For your mental health, work on strengthening your self-esteem. Turn away from the mirror for a moment and consider what you do well, what your strengths are, and which attributes friends or family would say best represent you. Focus on these things — the elements of you that are singular — and foreground them in your sense of self-worth.

Changing your mindset extends to your interactions with others. When someone says something that feeds body negativity (to you or anyone else), remind yourself that their attitude is unhealthy; if this is a regular behavior on their part, consider whether you need to (or can) limit your exposure to them. And any time you realize you are the one criticizing someone’s appearance, check yourself: are you replicating the injury for others?

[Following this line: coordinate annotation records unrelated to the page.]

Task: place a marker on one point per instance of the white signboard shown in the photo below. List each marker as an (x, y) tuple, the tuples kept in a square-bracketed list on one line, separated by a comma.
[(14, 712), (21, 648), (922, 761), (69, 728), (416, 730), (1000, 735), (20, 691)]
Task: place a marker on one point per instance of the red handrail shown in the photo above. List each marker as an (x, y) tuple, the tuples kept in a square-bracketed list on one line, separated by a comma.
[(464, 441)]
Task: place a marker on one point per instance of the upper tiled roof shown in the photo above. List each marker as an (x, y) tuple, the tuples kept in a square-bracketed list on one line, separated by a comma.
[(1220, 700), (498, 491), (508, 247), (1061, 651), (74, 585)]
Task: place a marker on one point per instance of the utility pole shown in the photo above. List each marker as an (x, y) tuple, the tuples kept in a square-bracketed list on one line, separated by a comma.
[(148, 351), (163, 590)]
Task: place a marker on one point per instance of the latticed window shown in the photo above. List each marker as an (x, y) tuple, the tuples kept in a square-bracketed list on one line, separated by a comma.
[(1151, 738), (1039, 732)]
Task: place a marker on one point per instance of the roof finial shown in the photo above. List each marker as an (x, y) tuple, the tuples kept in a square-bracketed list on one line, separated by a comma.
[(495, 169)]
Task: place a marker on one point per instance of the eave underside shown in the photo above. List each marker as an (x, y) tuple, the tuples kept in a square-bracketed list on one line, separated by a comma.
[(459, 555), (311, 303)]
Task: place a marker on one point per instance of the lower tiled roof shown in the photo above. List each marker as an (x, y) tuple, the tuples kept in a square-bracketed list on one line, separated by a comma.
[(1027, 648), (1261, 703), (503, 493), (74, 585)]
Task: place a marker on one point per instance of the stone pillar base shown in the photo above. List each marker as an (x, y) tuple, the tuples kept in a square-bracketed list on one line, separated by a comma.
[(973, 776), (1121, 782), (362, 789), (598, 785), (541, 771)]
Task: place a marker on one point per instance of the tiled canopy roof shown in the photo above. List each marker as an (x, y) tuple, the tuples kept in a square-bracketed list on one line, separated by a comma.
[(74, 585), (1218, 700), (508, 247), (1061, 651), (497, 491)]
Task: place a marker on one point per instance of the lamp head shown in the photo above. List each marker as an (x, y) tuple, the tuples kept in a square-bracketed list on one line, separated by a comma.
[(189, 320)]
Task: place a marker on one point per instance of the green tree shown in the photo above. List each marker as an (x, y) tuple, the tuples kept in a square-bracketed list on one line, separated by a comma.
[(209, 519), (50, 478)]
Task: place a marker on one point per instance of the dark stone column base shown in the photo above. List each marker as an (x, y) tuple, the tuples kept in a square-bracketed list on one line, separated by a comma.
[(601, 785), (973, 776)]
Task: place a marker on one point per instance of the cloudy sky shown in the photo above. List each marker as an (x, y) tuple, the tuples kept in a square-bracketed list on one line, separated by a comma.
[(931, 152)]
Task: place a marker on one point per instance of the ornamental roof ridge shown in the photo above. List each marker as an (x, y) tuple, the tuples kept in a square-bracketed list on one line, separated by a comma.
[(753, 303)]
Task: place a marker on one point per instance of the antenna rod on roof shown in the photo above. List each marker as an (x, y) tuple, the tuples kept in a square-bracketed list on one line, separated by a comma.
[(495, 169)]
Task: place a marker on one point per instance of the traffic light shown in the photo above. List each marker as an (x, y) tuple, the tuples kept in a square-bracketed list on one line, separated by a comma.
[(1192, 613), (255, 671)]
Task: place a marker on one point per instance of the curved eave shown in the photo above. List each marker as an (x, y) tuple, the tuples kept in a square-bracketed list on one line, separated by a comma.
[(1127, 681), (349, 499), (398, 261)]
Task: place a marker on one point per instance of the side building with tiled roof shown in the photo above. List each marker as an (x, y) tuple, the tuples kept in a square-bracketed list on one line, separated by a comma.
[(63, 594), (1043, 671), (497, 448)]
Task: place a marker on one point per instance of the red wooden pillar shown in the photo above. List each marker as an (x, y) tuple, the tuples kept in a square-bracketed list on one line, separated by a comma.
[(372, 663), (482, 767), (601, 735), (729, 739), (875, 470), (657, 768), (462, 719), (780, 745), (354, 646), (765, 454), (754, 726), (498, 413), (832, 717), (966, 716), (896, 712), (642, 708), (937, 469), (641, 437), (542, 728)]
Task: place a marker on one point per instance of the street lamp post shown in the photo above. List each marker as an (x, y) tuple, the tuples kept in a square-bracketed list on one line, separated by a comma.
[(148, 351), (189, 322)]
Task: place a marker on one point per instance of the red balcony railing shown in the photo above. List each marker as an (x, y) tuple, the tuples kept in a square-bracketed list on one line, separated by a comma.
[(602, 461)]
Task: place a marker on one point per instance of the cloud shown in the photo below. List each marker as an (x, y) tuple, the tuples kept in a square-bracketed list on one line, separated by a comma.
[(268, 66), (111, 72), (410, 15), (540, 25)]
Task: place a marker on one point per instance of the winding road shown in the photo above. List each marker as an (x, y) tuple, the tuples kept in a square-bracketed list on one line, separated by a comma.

For instance, when you make the distinction that you’re not “fat fat,” you’re implicitly shaming those who weigh more, which feeds the same cycle that harms you. If this is how you see others, it’s likely that it shows. Be careful not to reveal that sentiment to your sister and brother, inadvertently starting them down the body-critical path. What they really need to see is you comfortable in your own skin, capitalizing on your gifts, and making the choices that lead to more ideal health in all regards.

A last thought: maybe forget the term body-positive for right now. (Maybe we all should.) Celebrating bodies “of all shapes and sizes” can still lead us to the mirror for validation, when what we really should be doing is focusing not on how we appear, but how we feel.

Swap out body positivity for self-positivity and focus on being the person you want your siblings to look up to.